Şuna inanıyorum ki; bitirmek isteseydim bitirirdim. Neden bitiremediğimi anlatmak gerekirse, birçok nedeni var. Meselâ, eğitim sistemi. Eğitim sistemi, bitkin vaziyette; en azından bizim bölüm için söyleyebilirim bunu. Öğrencilerin öğrenmeleri değil; ezberlemeleri puan topluyor. Öyle ki, bazı şeyleri niçin öğrendiklerini dahi öğrenemiyorlar. Bu noktada, birkaç gün önce rastladığım ve hemen not ettiğim bir anekdot aktarmak istiyorum:
"Einstein’a, 1 mil kaç feettir, diye sormuşlar.
Einstein: Bilmiyorum. Herhangi bir referans kitabından iki dakikada bulabileceğim gerçeklerle neden beynimi doldurayım?"

Bence, etkin öğrenme, ihtiyaç hissedilmesi halinde gerçekleşir. Ve şimdiki sistem, bunu hissettirmiyor.

Biraz da, okulu bitiremeyişimin güzel taraflarını aktarayım: Konya'yı seviyorum. Okul çevresi de çok iyi: Arkadaşlar, hocalar, insanlar ...
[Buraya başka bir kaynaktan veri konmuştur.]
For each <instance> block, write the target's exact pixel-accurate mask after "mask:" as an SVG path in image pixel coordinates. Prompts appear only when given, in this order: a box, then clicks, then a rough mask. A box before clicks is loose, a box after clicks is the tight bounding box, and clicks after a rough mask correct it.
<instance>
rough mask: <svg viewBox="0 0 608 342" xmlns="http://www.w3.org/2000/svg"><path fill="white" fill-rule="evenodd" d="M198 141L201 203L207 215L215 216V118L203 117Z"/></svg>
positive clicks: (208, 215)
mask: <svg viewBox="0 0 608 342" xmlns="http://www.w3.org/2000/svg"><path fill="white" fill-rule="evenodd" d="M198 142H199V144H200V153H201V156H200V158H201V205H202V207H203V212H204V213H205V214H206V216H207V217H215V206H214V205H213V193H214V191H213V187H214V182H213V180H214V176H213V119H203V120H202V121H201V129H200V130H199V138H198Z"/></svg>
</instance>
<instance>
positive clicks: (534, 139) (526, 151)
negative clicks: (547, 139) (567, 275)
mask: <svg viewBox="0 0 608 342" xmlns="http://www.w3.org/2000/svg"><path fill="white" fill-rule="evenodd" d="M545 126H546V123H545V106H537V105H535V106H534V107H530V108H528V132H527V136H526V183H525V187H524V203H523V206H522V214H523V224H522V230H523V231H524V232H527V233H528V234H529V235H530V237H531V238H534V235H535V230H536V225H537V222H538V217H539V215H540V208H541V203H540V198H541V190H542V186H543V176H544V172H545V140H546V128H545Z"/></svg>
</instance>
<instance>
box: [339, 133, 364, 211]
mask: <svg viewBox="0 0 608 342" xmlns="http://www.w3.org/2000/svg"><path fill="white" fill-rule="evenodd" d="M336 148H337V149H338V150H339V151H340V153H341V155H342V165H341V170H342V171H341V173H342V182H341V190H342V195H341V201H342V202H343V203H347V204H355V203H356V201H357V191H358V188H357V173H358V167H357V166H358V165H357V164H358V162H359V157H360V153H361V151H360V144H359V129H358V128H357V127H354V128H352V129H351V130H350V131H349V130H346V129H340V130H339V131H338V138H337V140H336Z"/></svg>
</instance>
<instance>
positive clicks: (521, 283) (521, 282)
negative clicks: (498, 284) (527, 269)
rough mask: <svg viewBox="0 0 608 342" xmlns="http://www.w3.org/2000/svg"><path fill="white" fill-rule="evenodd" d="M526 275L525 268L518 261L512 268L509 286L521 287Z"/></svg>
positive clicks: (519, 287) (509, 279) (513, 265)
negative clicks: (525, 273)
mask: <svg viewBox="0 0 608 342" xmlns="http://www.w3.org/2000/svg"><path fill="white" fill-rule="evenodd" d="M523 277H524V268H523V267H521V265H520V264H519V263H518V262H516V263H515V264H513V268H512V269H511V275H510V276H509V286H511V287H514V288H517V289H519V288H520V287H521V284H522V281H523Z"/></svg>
Sonra, bitirince ne olacak ki? Kişisel anlamda, bitirince yapmak istediklerimi, şimdi de yapabilirim. Arkadaşlardan duyduğum kadarıyla iş de bulunmuyormuş zaten. Ben, henüz ilgilenmedim bu konuyla; çünkü, söylenenlere bakılırsa, idealist düşünüyormuşum.

* * * * *

Ve, hedeflerim arasına bir tanesini daha ekledim: Bu sene sonunda, kalan ders sayısı en çok on olabilir.

* * * * *

5. GÜN

Ve işte, son ve kutsal gün. Bugün hareketli bir gün olacak gibi; zira, Cuma namazına gideceğim. Kurallarda yer alan ifadeye dayanarak, kurallara uymayacağım: "Çok özel durumlarda, kurallara, en çok 5 kez uyulmayabilir."

Dün erken saatlerde yattığım ve bugün sabaha doğru uyandığımdan; şu an, güneş kendini epey göstermesine karşın bir türlü uyuyamıyorum. Öte yandan bilgisayara bakmaktan gözlerim şiş bir halde. Bâri bir iki saat kestireyim, diyerek uzanıyorum; ama ne çare, kıvranıp duruyorum.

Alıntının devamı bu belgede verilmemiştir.